How can I replace 1s in a binary array with natural numbers, maintaining the position of 0s?

Question

I'm using Numpy and SciPy. I have two arrays, the first of which is binary, the second a consecutive range of natural numbers from a to b e.g.

mask = np.array([1, 1, 1, 1, 0, 0, 1, 0]) # length of 8, with 5 ones and 3 zeros
vals = np.array([2, 3, 4, 5, 6, 7, 8, 9]) # length of 8, only first 5 values will be used in this case - corresponding to the 5 ones in the first array

I'd like to essentially replace the 1s in the first array with the values in the second (kept in order) e.g. the required result in this example scenario would be:

result = [2,3,4,5,0,0,6,0]

I've already tried different methods with NumPy masked arrays and the vectorise function. My current solution is below, but in order to maintain the state, I've had to introduce a global variable!

global count
count = 0
def func(a,b):
    global count
    if a ==1:
        return b - count
    else:
        count +=1
        return 0
v_func = np.vectorize(func)
result = v_func(mask, vals)
print result

Is there a more elegant way of doing this, (ideally using NumPy)?

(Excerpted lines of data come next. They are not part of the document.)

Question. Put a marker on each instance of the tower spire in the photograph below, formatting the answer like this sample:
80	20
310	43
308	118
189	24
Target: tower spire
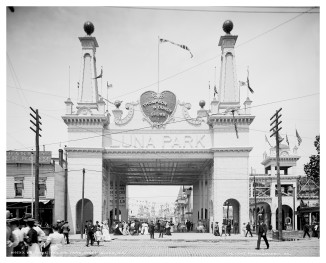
88	95
228	86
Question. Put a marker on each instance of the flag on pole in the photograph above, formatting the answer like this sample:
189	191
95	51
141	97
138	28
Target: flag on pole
287	140
235	124
242	83
215	91
280	138
100	76
173	43
248	85
267	141
298	137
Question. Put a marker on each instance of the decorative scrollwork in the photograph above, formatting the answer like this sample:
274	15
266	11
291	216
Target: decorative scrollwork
131	110
186	115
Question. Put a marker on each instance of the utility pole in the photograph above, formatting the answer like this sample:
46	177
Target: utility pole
275	131
294	196
32	203
66	188
82	210
255	202
37	124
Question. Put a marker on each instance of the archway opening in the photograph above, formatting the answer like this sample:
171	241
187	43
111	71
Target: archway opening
231	214
287	216
116	213
88	213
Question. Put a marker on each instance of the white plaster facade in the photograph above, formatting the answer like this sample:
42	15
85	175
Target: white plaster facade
102	142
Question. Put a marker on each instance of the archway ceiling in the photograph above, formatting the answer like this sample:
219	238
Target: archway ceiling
158	171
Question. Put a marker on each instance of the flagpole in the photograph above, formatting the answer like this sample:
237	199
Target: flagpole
247	81
214	80
158	64
101	80
107	97
209	91
69	81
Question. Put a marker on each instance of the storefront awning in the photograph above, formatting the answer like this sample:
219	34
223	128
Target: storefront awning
26	200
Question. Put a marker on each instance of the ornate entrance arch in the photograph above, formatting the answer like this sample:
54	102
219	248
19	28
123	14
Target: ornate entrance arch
287	212
88	212
231	212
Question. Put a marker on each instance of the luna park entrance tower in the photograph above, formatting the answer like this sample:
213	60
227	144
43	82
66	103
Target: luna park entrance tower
146	145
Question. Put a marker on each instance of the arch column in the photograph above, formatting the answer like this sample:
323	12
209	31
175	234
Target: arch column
93	180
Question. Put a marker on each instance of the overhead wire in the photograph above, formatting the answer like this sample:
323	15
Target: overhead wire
215	11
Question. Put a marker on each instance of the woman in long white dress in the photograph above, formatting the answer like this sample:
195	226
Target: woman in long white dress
146	228
32	240
56	240
106	232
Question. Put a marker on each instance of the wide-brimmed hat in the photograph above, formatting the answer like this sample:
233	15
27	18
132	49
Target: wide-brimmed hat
29	220
27	215
14	220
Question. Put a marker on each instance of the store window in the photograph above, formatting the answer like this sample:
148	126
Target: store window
19	187
286	190
42	188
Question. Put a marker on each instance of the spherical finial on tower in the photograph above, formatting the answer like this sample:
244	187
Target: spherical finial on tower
88	28
228	26
202	104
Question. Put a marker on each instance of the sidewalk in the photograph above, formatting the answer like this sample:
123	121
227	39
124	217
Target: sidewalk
177	236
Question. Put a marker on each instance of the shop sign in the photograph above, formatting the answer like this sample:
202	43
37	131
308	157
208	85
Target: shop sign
26	157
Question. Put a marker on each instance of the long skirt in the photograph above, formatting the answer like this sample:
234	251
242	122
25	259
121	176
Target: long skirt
54	250
34	250
106	235
98	236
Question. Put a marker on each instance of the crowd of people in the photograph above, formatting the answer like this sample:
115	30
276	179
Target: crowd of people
25	237
136	227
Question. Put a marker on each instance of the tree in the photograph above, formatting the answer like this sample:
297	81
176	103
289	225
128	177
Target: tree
312	168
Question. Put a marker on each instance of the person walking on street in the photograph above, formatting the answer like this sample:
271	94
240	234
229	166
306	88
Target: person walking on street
262	232
217	229
223	230
65	231
248	228
98	233
18	244
244	228
151	228
236	227
89	232
161	229
137	225
306	229
56	241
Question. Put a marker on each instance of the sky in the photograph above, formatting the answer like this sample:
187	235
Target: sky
280	46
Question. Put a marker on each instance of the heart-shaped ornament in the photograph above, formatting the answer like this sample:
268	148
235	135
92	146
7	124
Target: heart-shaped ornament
158	107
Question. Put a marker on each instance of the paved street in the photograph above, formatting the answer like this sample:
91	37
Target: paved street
190	244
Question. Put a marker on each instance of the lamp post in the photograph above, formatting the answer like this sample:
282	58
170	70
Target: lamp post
32	202
66	188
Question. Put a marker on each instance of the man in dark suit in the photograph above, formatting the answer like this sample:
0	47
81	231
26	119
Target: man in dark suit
262	232
306	230
162	228
137	225
151	228
90	233
248	228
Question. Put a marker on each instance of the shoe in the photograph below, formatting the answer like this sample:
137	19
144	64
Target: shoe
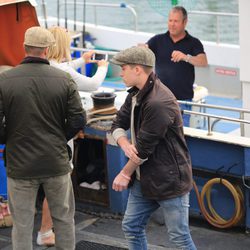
46	239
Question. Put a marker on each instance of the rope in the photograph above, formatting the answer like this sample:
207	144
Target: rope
211	215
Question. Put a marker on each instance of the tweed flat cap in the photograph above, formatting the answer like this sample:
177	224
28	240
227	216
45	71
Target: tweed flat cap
135	55
38	37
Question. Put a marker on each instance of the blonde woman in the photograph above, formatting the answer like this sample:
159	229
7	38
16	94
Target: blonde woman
59	56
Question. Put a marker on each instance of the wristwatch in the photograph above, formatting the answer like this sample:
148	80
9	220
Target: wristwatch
188	58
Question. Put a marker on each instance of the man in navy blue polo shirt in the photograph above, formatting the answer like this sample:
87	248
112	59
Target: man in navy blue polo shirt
177	52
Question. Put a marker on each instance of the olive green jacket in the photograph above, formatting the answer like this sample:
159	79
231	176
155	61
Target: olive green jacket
42	110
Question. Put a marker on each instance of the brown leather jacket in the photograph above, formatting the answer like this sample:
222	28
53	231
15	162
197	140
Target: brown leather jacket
159	137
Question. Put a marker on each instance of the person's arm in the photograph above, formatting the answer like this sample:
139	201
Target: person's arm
199	60
76	115
85	83
2	124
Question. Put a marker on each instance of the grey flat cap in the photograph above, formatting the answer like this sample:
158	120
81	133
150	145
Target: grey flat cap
38	37
135	55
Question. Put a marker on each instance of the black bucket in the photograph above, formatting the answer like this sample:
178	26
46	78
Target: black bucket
103	99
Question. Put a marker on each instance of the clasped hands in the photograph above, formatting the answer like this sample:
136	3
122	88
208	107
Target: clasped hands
122	180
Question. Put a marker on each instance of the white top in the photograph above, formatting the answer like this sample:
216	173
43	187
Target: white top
83	82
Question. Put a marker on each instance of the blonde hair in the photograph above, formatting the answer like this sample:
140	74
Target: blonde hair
61	51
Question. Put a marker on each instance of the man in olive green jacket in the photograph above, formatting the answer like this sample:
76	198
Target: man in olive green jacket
40	109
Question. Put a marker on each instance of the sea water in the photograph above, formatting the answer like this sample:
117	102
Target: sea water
152	16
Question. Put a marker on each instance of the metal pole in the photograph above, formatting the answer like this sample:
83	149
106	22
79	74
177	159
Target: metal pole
84	21
45	14
58	12
66	16
74	15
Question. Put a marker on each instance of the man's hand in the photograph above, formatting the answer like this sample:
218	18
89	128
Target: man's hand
178	56
131	152
121	182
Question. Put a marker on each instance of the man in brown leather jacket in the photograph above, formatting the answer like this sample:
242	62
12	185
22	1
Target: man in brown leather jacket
42	110
159	163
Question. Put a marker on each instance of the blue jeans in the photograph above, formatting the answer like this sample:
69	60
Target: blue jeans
186	117
138	213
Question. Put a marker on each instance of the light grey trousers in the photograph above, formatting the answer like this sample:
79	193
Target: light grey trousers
22	199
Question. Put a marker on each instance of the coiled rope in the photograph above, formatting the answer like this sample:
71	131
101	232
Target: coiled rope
211	215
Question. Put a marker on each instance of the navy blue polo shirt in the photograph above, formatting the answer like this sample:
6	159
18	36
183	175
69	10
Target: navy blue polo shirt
178	77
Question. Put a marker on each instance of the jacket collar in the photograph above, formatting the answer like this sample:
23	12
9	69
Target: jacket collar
31	59
144	91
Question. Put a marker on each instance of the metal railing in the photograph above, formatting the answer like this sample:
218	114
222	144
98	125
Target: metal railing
131	8
217	15
217	118
95	6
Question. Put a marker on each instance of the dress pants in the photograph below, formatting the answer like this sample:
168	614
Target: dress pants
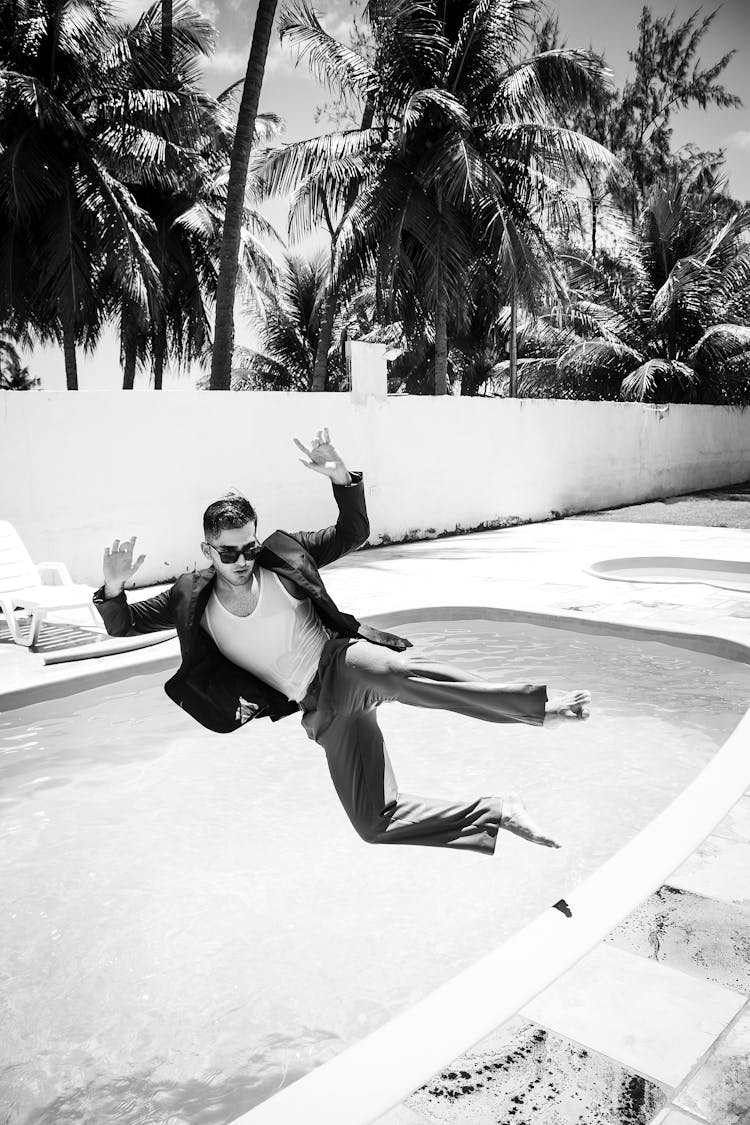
340	712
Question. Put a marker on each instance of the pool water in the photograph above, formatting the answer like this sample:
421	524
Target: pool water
189	921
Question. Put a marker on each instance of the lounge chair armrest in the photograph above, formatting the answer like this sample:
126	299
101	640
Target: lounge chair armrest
54	574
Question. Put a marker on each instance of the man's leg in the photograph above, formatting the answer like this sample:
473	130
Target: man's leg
366	784
372	671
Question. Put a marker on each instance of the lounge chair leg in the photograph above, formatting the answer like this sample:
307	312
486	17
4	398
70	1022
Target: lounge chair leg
29	639
9	614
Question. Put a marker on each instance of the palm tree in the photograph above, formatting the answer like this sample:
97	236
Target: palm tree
459	160
235	203
66	218
665	321
14	375
288	327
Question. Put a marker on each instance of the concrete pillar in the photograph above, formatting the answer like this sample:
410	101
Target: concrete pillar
368	370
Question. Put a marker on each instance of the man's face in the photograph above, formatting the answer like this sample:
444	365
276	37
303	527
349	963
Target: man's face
238	573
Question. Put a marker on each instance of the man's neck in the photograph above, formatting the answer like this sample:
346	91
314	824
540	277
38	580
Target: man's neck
244	594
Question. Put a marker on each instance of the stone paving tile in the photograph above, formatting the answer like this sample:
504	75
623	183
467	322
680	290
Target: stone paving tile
720	1091
719	869
670	1116
401	1115
699	936
652	1019
524	1076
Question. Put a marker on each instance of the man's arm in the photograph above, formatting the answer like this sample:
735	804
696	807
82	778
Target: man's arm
120	619
352	527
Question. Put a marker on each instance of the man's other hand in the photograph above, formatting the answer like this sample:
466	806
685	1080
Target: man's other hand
324	457
118	566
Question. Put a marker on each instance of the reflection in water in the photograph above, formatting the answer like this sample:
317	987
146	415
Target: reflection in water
142	1098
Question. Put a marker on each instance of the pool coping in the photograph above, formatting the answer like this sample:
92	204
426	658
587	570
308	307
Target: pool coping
597	569
532	573
376	1074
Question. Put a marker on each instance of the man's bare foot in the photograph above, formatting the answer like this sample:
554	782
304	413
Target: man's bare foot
515	819
570	705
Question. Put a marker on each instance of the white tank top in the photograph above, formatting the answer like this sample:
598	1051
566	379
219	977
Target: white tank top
280	641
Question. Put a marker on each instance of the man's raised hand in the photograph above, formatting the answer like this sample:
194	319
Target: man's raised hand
118	566
324	457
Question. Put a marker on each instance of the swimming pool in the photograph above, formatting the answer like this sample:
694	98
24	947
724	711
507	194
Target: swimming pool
184	933
725	574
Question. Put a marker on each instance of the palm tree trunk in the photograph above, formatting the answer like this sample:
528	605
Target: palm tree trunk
441	313
328	314
69	352
166	34
160	350
325	334
225	289
441	342
513	345
128	367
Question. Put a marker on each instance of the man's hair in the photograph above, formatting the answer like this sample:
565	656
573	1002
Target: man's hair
231	511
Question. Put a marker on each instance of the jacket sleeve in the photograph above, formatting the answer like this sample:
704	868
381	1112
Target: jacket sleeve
125	620
350	530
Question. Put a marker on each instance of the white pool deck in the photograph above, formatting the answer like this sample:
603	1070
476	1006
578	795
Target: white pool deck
675	1010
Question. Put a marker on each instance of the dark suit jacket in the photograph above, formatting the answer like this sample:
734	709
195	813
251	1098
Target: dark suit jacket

(Side note, the real arrays I'm working with are very large and so my solution needs to be sensitive to the amount of memory consumed - obviously I can convert to sparse arrays, but I've still hit memory errors a couple of times trying to find different solutions.)

Answer 1

Here is a one liner, though I must say it is not an optimized way and not very elegant. But you can examine it for practice purposes.

a = [1, 1, 1, 1, 0, 0, 1, 0]
b = [2, 3, 4, 5, 6, 7, 8, 9]

c = [b[sum(a[:i])] if a[i] else 0 for i in range(len(a))]
print c
# Gives [2, 3, 4, 5, 0, 0, 6, 0]

Answer 2

Here's one way:

In [15]: result = np.zeros_like(vals)

In [16]: result[mask > 0] = vals[:mask.sum()]

In [17]: result
Out[17]: array([2, 3, 4, 5, 0, 0, 6, 0])